What kind of immediate consequences will the fights in “Contest of Champions” have on the greater Marvel U? Is this a series where the combatants will be engaging in death matches?

For the regulars, the Pawns, it’s death-match-a-go-go from the off. People will die. Bad things will happen. For the guest stars — well, the reason they’re being mindwiped and sent back is so as not to draw too much attention to the Contest, so they’re relatively safe. They’ll wake up with sprains and bruises and fractures, and their minds will make up a story about where those things came from. That’s how it starts — quite small scale, unless you’re one of the unlucky ones being actually, factually killed for the entertainment of space gods. But from there, things ramp up. By the end of the year, we’ll be in a position to affect things on a much more intense scale, one that the heroes won’t be quite so able to ignore.

The fights in “Contest” will unfold in a mysterious dimension dubbed “Battlerealm.” What can you tell us about this world?

Spinning out of “Secret Wars,” it’s a broken sector of space and time, a ruined zone, where the normal laws of physics don’t always apply. Smashed and wrecked cities float like asteroids, the rubble of some previous existence. What happened here? I couldn’t possibly tell you yet.

Anyway, the important thing about the Realm is that whatever cosmic occurrence left it behind also created a new cosmic substance, “Iso-8,” a name savvy Marvel gamers might recognize.

Bringing to life the setting, characters and most importantly the fights of “Contest of Champions” is artist Paco Medina, who has proven he can draw all kinds of Marvel heroes, and he’s also great with kinetic action sequences.

I’m really enjoying his art — it’s clear, it’s clean, it jumps off the page. I’m reminded of Chris Sprouse in places, which is obviously absolutely wonderful. And like you say, those action sequences do pop and pulse beautifully, which is very important in a comic that’s got a lot of emphasis on the punching.

“Contest of Champions” is connected to the larger Marvel Universe. Will there be some direct connections between “Contest” and your other books, “Ultimates” and “New Avengers?”

Almost certainly. I mentioned the intrusion of Iso-8 into the main Marvel Universe earlier — that’s going to connect heavily with “Ultimates,” if I get my druthers. In fact, readers might find a connection as far back as my “Mighty Avengers” run. As for “New Avengers” — well, there are big things brewing in that book, and it seems natural that eventually all the Big Things I’m planning in all my books are going to find themselves interlinking.

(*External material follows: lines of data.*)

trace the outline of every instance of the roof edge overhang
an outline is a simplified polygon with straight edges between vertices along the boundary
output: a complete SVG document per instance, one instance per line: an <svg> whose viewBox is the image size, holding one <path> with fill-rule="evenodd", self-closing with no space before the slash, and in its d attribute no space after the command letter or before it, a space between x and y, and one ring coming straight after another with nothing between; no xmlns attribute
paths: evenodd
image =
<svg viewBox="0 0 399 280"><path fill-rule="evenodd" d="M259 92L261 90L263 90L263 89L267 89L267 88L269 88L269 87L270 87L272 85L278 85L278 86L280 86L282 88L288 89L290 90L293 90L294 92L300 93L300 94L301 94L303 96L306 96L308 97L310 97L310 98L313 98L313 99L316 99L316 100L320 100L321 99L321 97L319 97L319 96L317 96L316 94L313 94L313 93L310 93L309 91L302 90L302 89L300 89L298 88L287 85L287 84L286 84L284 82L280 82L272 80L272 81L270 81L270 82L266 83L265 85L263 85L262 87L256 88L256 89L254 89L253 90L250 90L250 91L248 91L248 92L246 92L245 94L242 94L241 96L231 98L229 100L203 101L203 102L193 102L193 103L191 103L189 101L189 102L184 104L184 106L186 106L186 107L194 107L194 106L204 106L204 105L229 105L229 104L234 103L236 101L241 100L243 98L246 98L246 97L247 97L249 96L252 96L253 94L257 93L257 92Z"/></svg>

Contests are things that eventually end. So is “Contest of Champions” a series with a beginning, middle and end?

The first year, we’ve got pretty much all planned out, and a couple of plot elements for the second. So that’s got a beginning, a middle, and an end that’ll be big and satisfying, but it’ll end with a cliffhanger that’ll propel us into “Season 2”, which I suspect is going to be big and loud and have serious consequences for the rest of the Marvel Universe.